Time for a new direction

By Kevin Teasley |
|
For the past seven years, GEO Foundation’s Charter School Service Center has assisted numerous schools in Indiana with their various needs stretching from helping with their actual application, to accounting to nursing, to recruiting, to hiring, to building a building, to buying technology, to teacher contracts and special education. Last year, we loaned nearly $5 million to Indiana charter schools, too.
Today, we are excited to announce that we are providing a new service to charter schools. We will now provide all the back office support services a charter school needs to succeed and do so at a significant cost savings to each school. We will cluster these services into one service contract with schools that want these services. By clustering these services, we hope to save schools significant dollars in back office expenses and provide them more dollars for the classroom.
Charter schools across the country are realizing that it doesn’t make sense to have a business manager, an accounts payable/receivable staffer, an HR staffer, a compliance manager, a technology director and other back office staff on their payroll. When they do, their budgets for the classroom and for the students are challenged and compromised--not to mention space in their buildings.
Charter school budgets need economies of scale. So, charter schools in various cities across the country are “clustering” together to create savings and improve their buying power.
Do you wonder how the for-profit education management organizations succeed? The answer is they cluster their buying power and back office support to create economies of scale. Mom and Pop charter schools are at a significant disadvantage when competing against the EMOs or schools that have significant philanthropic backing.
GEO’s Charter School Service Center seeks to level the playing field and promises to more than pay for itself by creating cost savings in health and liability insurance, technology planning and purchases, transportation planning and contracting, cost neutral food service programs, legal assistance, special education services coordination, and in group purchasing opportunities. Schools also will see savings in accounting and HR services. Marketing and fundraising will be provided on an as-needed basis.
GEO’s Charter School Service Center will work with each charter school’s school board and their principal to bring the best value added services possible. Only a select few schools will be served this first year. If you are interested in learning more or in being considered for service, just call GEO.
Our goal is to save schools money, protect and maintain the independence of independent charter schools, provide quality services, and allow school leaders and their boards the opportunity to focus on student achievement.

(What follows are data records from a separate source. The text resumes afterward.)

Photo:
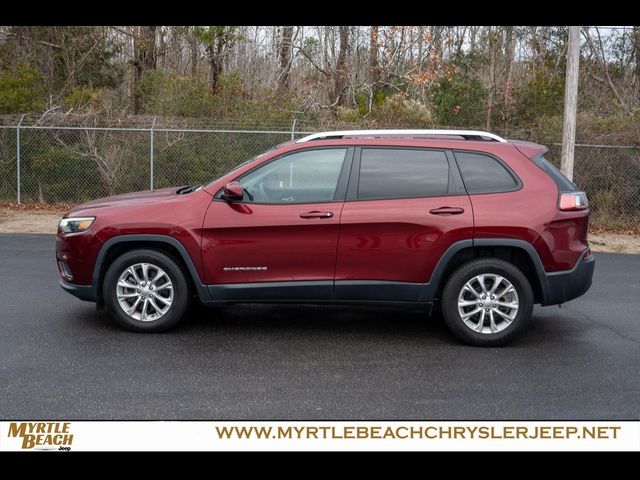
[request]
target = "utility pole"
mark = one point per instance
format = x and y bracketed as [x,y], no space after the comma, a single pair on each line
[570,103]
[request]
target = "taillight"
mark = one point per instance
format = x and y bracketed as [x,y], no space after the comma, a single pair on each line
[573,201]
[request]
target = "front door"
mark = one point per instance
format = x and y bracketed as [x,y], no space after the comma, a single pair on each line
[404,208]
[280,241]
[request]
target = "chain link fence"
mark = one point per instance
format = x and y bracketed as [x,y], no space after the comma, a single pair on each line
[73,164]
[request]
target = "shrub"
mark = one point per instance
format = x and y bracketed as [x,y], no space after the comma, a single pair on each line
[20,90]
[458,102]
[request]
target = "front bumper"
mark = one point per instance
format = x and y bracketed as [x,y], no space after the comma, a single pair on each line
[83,292]
[564,286]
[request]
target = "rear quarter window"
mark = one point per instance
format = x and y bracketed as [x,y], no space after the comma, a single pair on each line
[485,174]
[563,183]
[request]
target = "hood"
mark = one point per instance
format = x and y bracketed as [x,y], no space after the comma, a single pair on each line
[147,196]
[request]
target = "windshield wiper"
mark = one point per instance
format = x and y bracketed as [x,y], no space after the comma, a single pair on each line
[189,189]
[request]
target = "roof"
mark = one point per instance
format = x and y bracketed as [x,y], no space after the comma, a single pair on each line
[476,135]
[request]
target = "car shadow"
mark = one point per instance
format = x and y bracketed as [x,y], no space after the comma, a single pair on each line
[549,326]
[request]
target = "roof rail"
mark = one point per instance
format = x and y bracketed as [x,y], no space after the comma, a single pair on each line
[466,134]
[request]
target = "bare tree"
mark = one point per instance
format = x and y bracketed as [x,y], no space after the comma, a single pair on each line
[285,57]
[636,48]
[374,67]
[340,72]
[218,41]
[144,58]
[598,52]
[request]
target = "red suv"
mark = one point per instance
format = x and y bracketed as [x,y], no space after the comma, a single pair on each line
[482,226]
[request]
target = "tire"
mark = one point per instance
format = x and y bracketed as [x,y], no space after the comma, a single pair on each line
[510,314]
[165,290]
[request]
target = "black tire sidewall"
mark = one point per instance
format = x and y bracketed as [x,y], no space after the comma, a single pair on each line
[181,293]
[465,273]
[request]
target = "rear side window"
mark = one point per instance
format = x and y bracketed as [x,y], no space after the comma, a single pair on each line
[484,174]
[563,183]
[402,173]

With this new direction, this is the last issue of Indiana Charter Schools Today. It has been a pleasure reporting on the growth of Indiana’s charter school movement for the past seven years. Today, the movement has an association and more than 50 schools throughout the state. Indiana is clearly on track to reach 100 charter schools within the next five years. GEO’s Charter School Service Center hopes to provide critical support to existing and future schools.